Tras el fracaso del intento de golpe de Estado, desmontado en pocas horas, fuimos comprobando cómo, inmediatamente después de que Erdogan retomara las riendas del poder, se empezaba a escenificar esa venganza indiscriminada que continúa aún: 2.839 militares y 2.745 jueces y fiscales fueron detenidos el día después del fallido golpe. Periodistas, diputados del Partido Democrático de Los Pueblos (HDP) e, incluso recientemente, todos los miembros de la conocida banda musical Grup Yorum han sido arrestados acusados de pertenencia a organización terrorista.

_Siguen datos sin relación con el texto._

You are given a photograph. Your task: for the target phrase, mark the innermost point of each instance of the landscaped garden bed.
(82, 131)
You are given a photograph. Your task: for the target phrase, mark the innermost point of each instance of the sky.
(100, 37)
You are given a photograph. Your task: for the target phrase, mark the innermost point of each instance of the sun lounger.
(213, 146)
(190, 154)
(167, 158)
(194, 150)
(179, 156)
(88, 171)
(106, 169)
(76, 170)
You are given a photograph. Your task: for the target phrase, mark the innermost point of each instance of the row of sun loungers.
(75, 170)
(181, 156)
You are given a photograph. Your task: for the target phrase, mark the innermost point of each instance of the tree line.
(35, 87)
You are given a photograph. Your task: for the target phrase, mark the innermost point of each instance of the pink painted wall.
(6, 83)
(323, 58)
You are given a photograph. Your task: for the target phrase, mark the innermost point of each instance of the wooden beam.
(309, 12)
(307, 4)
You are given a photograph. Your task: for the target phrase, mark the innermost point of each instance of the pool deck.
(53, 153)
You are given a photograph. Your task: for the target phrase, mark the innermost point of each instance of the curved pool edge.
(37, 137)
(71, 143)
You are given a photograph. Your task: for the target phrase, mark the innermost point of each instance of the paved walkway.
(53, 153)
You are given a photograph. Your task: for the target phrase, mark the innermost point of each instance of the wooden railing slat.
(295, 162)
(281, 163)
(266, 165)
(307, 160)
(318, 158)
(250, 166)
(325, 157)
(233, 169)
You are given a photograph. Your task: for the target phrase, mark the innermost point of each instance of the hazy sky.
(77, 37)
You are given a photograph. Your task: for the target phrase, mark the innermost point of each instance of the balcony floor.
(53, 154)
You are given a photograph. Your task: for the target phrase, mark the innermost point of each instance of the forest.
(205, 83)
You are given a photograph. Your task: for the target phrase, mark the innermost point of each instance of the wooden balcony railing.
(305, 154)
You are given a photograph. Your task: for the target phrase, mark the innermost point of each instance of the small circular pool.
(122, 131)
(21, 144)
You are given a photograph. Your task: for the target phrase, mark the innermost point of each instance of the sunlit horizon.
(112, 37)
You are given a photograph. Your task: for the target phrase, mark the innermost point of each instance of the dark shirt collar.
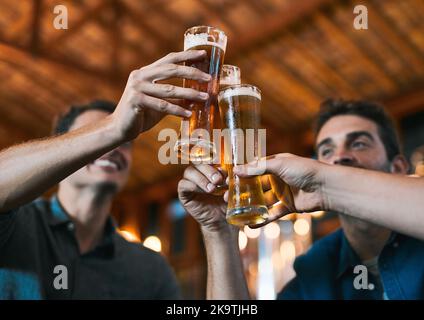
(348, 257)
(60, 217)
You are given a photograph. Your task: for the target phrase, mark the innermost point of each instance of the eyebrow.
(350, 137)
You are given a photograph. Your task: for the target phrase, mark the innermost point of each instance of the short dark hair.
(365, 109)
(66, 120)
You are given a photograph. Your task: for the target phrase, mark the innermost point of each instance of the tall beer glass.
(230, 75)
(195, 140)
(240, 111)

Además de las detenciones, Erdogan tomó nuevamente el bastón de mando con mayor solidez y autoridad.  Las desproporcionadas medidas represivas tomadas tras el 15J incluyen la reinstauración de la pena de muerte y permitir que los violadores eludan entrar en prisión si se casan con la víctima, entre otras. Medidas que debe aprobar el Parlamento en último término, pero que, dado el ambiente represivo que se vive hoy en Turquía, no cuesta entender que acabarán aprobándose si Erdogan insiste en que así sea. Las tímidas y patéticas protestas de la Comisión y de la Presidencia del Parlamento europeo ante la detención de los diputados del HDP lo dice todo: ya no controlamos a nuestro son of a bitch. Mientras tanto, desde noviembre Erdogan continúa impidiendo el acceso a Internet y a las redes sociales en buena parte del país.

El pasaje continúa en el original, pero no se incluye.